Marisa Anderson

Marisa Anderson is a wanderer at heart, creatively as curious as she is proficient. Her experience in a myriad playing styles and keen abilities as an improviser are perfect skills to satiate her appetite for new approaches to composing. The backbone for her music is her undeniable mastery of North American traditions of country, folk, and blues.

The solo guitar work of Marisa Anderson owes its familiar tones to her awareness of history and her mastering of her instrument, yet it is completely new. Marisa Anderson filters musical history through her own personal experiences, as a traveler in life and in music. A curious and gifted player, Anderson has spent over 35 years of playing forging her singular, instantly recognizable voice.

Her collaborative LP with Jim White ‘The Quickening‘ is out now. The 10-track LP is an improvised work guided by emotional intuition and executed by players whose mastery of their instruments is undeniable. The elegance of Jim White and Marisa Anderson’s highly attuned collaboration lays in each player’s ability to empathetically spin their collective experience into music of potent and boundless beauty.

FACTS:

1: Everything is relative.

2: Time is not linear.

3: Nothing is permanent.

QUESTIONS:

1. What is the biggest inspiration for your music?
I have many inspirations…love, grief, longing, sorrow, loss, joy…

2. How and when did you get into making music?
When I was seven I tagged along to my mom’s flute lessons and learned how to play the recorder.

3. What are 5 of your favourite albums of all time?
In no particular order…
Gillian Welch – Time (The Revelator)
Various – Son Cubano NYC (Honest Jon’s Recs comp.)
Various – A Orillas Del Magdalena – Coastal Cumbias From Colombia’s Discos Fuentes (Domino Sound comp.)
Alice Coltrane – Journey in Satchidananda
Every record by Ali Farka Touré

4. What do you associate with Berlin?
Graffiti and kinderparks.

5. What’s your favourite place in your town?
My garden.
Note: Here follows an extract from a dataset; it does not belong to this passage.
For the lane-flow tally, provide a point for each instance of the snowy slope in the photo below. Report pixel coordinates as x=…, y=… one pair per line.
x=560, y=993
It’s my favorite place to wake up and drink coffee in the sun.

6. If there was no music in the world, what would you do instead?
I would make a boat trip on every major river in the world.
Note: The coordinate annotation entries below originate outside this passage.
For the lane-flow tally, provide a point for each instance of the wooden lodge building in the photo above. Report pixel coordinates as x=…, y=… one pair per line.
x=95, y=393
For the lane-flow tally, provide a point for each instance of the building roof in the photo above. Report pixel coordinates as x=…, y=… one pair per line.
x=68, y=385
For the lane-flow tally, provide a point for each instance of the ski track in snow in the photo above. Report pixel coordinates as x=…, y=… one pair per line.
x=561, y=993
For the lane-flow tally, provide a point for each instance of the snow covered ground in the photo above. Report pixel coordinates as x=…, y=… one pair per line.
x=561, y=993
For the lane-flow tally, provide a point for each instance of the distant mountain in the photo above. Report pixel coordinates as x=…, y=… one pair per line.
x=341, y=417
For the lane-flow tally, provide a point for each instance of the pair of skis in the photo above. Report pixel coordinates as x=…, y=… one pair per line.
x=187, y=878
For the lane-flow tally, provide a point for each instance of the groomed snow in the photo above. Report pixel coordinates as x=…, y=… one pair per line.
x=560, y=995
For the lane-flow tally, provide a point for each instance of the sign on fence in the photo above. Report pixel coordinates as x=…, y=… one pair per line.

7. What was the last record/music you bought?
King Tubby, self-titled.

8. Who would you most like to collaborate with?
I would like to go back in time and play music with people who lived before the advent of recording.
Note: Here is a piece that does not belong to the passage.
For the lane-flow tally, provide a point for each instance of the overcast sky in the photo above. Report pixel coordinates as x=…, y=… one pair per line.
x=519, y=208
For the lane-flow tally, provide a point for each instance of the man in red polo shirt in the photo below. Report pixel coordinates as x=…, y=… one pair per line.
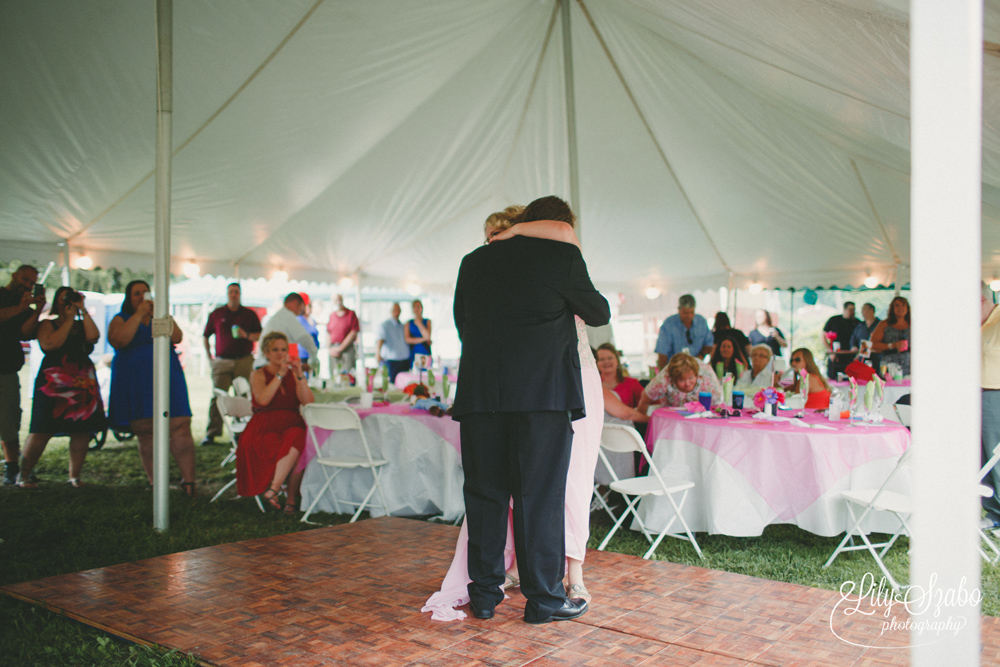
x=343, y=328
x=235, y=329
9. What was your best gig (as performer or spectator)?
Evolutionary Jass Band New Years Eve show (I don’t know what year) at Valentines in Portland. By the time we were done playing, every single person in the room was standing on top of the tables yelling, clapping and stomping. There was no separation between the band and the audience, all the walls had broken down.

10. How important is technology to your creative process?
It’s pretty important. Before I started recording myself I never captured anything, I would just play all day and let everything go. The process of creating my solo records has been entirely dependent on my ability to record at home.

11. Do you have siblings and how do they feel about your career/art?
I have siblings, and I think they are happy for me/proud of me, but we don’t talk about it much. They both work in creative fields as well.